Горячий рот накрыл мои губы, сошелся с ними изгиб в изгиб, нежно и невозможно сладко. Поцелуй длился и длился, кружа голову, становясь все глубже, настойчивее, упоительнее. Воздух густел, наливался жаром, и вовсе невозможно было дышать. Я вскинула руки, отбросив в сторону душное одеяло, и обвила его шею. Мой язык нырнул между его влажных губ, проскользил по гладким зубам и быстро убрался обратно.
Эрдар глухо застонал, на секунду оторвался от меня, хрипло и коротко дыша, перехватил своей рукой мои оба запястья, прижав их к подушке над головой, и вновь смял мой рот поцелуем. Жадным, бесстыдным, возбуждающим… И не было сейчас в нем ни нежности, ни ласки, только дикая мужская страсть, яростная, мощная первобытная жажда.
Его язык с силой врывался в мой рот, и каждый его резкий удар отзывался спазмом между ног, словно он не целовал меня в губы, а брал там, внизу, где моментально стало жарко и мокро. Я стонала и извивалась, пытаясь прижаться к Эрдару набухшей грудью, животом, да чем угодно, лишь бы коснуться, но он уклонялся. Он не трогал меня и пальцем, нигде, кроме запястий.

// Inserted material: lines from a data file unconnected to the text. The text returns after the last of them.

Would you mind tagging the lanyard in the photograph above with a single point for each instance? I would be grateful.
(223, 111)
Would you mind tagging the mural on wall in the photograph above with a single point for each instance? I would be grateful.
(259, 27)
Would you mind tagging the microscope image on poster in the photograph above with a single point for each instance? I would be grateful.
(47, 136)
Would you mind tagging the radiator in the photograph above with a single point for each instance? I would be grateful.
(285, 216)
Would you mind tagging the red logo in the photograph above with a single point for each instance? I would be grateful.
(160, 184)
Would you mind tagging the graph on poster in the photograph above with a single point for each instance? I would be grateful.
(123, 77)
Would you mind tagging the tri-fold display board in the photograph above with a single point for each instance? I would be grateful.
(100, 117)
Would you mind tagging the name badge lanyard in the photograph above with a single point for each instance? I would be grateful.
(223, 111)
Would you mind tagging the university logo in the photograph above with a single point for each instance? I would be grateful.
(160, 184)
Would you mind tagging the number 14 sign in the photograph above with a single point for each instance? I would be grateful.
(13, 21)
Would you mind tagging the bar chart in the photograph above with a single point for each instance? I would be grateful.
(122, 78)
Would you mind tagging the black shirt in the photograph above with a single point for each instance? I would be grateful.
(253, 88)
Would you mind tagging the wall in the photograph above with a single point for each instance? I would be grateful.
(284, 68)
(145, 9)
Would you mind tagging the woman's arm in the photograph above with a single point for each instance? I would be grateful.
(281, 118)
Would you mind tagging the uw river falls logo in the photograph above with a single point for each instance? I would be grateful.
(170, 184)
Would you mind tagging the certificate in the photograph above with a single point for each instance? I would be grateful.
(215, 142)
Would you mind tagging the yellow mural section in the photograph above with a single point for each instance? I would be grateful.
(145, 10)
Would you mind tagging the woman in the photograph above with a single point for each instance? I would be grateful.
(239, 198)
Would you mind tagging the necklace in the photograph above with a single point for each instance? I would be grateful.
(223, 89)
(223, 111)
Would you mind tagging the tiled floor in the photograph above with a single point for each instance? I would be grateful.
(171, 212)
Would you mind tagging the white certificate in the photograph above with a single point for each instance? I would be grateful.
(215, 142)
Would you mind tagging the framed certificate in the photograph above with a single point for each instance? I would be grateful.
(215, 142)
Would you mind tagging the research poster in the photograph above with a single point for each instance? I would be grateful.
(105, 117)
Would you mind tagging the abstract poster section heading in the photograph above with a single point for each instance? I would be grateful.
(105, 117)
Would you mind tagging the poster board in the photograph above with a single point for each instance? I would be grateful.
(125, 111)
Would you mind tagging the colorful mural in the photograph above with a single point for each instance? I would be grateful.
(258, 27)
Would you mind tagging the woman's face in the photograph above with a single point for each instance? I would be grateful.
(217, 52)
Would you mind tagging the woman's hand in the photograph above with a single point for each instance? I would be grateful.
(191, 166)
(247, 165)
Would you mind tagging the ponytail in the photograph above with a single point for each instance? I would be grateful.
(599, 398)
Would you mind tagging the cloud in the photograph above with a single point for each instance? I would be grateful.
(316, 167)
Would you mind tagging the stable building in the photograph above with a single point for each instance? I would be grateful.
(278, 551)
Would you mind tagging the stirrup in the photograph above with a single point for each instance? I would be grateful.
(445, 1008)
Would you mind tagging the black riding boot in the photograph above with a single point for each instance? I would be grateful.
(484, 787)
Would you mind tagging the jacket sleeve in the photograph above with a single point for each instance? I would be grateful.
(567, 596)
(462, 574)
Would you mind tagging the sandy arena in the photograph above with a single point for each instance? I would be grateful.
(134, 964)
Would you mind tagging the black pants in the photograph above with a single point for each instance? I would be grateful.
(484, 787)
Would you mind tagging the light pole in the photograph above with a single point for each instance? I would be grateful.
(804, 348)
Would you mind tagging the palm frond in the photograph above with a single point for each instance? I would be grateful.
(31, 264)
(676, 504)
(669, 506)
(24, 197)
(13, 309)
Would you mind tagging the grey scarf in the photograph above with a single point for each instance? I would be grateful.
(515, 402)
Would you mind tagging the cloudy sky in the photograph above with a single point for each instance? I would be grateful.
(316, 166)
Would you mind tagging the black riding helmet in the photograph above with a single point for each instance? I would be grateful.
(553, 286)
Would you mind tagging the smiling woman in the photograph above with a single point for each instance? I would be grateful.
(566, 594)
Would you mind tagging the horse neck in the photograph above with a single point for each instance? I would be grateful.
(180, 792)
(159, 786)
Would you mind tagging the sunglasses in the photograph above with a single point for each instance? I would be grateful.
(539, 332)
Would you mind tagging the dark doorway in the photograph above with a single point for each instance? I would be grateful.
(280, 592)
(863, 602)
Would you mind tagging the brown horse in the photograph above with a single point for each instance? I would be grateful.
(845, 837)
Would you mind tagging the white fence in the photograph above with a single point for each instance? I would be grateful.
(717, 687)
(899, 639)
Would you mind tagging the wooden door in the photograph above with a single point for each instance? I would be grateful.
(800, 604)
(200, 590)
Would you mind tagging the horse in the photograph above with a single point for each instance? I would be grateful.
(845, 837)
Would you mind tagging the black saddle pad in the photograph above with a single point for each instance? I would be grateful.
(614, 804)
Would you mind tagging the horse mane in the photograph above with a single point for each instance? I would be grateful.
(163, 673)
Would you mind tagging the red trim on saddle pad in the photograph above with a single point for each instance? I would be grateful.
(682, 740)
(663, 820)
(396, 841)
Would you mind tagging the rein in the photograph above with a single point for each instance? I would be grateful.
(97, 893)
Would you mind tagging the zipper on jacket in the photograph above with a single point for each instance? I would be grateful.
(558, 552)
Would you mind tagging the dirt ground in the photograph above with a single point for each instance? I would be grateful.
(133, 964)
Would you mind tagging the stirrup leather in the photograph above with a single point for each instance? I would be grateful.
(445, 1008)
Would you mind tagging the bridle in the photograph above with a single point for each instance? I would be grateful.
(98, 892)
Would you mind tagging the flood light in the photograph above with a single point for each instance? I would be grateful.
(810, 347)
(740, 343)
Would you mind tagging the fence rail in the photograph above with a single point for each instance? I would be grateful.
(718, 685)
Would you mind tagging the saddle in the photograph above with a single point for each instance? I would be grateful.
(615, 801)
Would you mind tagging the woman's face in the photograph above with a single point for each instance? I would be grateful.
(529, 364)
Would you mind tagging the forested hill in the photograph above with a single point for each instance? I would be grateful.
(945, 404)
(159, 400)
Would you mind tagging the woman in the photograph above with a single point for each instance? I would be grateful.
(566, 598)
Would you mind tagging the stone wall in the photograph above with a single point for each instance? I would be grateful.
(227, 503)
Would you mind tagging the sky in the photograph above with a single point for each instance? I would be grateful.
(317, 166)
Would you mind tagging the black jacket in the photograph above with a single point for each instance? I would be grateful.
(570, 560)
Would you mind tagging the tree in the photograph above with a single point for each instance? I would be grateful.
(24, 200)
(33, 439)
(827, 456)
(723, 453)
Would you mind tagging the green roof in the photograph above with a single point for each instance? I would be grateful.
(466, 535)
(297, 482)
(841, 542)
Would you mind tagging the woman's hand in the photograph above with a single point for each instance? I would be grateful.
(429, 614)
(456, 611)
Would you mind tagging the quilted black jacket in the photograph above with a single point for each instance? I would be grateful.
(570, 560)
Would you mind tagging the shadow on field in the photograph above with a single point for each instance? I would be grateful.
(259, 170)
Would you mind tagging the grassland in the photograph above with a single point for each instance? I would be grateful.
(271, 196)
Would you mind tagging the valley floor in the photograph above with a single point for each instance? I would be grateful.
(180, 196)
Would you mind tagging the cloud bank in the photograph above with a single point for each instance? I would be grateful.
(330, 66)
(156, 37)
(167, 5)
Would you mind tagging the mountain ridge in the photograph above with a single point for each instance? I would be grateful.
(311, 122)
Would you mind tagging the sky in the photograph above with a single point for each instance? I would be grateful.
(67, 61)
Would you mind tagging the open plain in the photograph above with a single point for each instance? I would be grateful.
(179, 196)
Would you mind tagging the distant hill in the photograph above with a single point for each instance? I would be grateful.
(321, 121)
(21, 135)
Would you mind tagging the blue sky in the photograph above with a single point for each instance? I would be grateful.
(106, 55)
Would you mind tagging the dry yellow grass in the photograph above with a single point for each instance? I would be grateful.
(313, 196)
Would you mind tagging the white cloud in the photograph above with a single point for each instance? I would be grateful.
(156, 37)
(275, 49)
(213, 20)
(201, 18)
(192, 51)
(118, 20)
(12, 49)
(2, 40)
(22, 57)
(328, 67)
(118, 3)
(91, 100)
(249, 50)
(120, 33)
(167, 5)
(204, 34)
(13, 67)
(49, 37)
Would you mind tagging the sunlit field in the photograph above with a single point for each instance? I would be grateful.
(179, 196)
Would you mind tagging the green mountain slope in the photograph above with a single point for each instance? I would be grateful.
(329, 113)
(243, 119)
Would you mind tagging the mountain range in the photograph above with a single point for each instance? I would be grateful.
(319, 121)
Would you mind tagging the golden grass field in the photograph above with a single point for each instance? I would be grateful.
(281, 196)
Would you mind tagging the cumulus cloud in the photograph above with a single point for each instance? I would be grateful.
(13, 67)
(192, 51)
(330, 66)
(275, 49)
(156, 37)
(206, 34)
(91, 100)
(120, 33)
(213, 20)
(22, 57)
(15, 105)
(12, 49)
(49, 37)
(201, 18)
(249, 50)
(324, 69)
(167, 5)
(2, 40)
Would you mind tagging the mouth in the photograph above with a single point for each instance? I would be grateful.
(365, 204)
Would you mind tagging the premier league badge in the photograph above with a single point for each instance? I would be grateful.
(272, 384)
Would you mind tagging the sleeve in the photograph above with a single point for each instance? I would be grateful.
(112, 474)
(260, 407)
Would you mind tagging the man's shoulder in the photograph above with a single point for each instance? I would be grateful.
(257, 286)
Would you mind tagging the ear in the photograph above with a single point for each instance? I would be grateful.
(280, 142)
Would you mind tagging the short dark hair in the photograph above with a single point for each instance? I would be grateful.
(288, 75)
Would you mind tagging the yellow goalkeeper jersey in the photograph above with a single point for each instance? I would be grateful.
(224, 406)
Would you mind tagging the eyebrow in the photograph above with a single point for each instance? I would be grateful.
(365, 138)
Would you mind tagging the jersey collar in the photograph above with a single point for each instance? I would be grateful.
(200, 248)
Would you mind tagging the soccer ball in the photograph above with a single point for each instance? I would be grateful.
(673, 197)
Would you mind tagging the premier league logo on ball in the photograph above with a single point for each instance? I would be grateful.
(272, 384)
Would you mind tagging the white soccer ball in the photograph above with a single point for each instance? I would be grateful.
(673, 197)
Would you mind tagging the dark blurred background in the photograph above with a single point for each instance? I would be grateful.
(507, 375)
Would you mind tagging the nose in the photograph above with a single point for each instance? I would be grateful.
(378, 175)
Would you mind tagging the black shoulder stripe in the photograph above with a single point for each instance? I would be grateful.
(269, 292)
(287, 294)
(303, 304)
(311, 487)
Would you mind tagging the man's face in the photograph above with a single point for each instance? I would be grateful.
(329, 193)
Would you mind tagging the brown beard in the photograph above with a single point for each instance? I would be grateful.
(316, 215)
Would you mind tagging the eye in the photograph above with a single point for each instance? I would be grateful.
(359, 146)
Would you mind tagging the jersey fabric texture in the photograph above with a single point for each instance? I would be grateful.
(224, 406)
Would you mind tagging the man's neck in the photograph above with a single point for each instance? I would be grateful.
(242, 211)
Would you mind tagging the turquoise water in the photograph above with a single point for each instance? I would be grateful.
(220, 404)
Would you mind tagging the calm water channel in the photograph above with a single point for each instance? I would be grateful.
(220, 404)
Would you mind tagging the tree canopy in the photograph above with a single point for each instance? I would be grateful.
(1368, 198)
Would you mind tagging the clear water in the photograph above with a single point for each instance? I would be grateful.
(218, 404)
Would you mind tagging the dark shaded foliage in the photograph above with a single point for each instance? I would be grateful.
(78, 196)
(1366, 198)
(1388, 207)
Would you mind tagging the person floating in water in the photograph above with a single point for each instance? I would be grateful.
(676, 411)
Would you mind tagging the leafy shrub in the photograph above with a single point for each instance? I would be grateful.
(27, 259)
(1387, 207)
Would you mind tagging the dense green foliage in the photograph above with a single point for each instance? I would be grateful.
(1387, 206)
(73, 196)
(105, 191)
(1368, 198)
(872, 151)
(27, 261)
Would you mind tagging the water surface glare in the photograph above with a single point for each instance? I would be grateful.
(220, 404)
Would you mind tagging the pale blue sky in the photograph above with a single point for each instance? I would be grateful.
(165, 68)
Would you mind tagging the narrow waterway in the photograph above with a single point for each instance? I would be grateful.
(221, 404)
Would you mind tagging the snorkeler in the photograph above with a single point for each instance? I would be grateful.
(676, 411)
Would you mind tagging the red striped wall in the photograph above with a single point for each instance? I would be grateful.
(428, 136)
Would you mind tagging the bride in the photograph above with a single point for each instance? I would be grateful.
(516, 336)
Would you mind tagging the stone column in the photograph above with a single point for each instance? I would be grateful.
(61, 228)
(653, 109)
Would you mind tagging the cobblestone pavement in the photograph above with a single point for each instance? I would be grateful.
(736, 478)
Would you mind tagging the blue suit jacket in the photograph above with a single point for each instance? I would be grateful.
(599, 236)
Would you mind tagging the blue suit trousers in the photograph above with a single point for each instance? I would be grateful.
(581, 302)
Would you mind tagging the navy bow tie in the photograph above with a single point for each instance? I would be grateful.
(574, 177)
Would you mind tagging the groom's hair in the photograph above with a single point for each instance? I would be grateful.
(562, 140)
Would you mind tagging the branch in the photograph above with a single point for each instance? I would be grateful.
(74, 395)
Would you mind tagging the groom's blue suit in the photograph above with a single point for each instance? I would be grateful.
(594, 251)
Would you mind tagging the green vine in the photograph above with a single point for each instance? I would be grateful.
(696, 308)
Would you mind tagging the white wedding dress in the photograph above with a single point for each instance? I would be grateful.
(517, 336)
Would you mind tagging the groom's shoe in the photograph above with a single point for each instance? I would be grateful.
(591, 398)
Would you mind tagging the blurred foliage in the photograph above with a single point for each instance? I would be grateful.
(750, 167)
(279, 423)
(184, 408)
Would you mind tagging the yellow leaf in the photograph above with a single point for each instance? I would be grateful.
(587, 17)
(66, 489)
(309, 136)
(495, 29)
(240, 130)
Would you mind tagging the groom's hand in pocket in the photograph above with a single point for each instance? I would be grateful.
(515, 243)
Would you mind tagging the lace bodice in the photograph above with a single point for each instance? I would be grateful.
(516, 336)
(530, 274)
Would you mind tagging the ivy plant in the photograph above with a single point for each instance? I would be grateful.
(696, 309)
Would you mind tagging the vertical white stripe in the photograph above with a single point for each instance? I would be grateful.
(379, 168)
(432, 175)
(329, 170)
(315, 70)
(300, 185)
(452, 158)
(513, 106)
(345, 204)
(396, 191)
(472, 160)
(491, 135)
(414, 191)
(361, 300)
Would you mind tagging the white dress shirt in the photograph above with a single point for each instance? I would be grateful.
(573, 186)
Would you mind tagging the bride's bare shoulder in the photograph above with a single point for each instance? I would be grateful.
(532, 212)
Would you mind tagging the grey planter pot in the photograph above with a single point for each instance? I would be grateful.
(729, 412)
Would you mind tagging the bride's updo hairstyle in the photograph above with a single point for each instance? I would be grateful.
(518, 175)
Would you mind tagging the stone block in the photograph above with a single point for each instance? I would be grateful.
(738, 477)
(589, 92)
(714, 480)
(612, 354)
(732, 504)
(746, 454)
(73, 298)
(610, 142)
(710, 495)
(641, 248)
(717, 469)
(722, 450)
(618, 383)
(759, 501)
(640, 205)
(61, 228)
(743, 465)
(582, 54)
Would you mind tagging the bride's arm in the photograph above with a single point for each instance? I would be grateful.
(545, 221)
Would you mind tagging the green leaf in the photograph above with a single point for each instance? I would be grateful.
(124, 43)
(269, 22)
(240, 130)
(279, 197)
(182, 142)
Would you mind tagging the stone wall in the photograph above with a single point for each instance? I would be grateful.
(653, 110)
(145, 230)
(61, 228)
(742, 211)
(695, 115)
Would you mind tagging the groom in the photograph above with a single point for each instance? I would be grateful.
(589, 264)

Лишь его рот терзал мои губы в умопомрачительно сладостной пытке. Это было невероятно, невозможно. Никогда раньше ничьи поцелуи на меня не действовали, не доводили до полного исступления, не заставляли метаться, словно умоляя взять меня полностью, распять, придавить телом, войти в меня. Эрдар! То ли сказала, то ли подумала, но он будто услышал и, освободив из хватки одну мою руку, положил ее мне на промежность… Что? Я должна сама ласкать себя ТАМ прямо у него на глазах? Стыд и неловкость странным образом лишь усилили возбуждение, и я, сначала неловко, а потом обмирая от наслаждения, скользнула пальцами между мокрых складочек, принялась теребить набухший бугорок, все шире раздвигая ноги.
Как же хорошо-о-о… Эрдар хрипло выдохнул, жадные поцелуи прожгли дорожку от подбородка к виску, горячий язык прошелся по уху и нырнул внутрь, рассылая по телу вспышки колючих искр.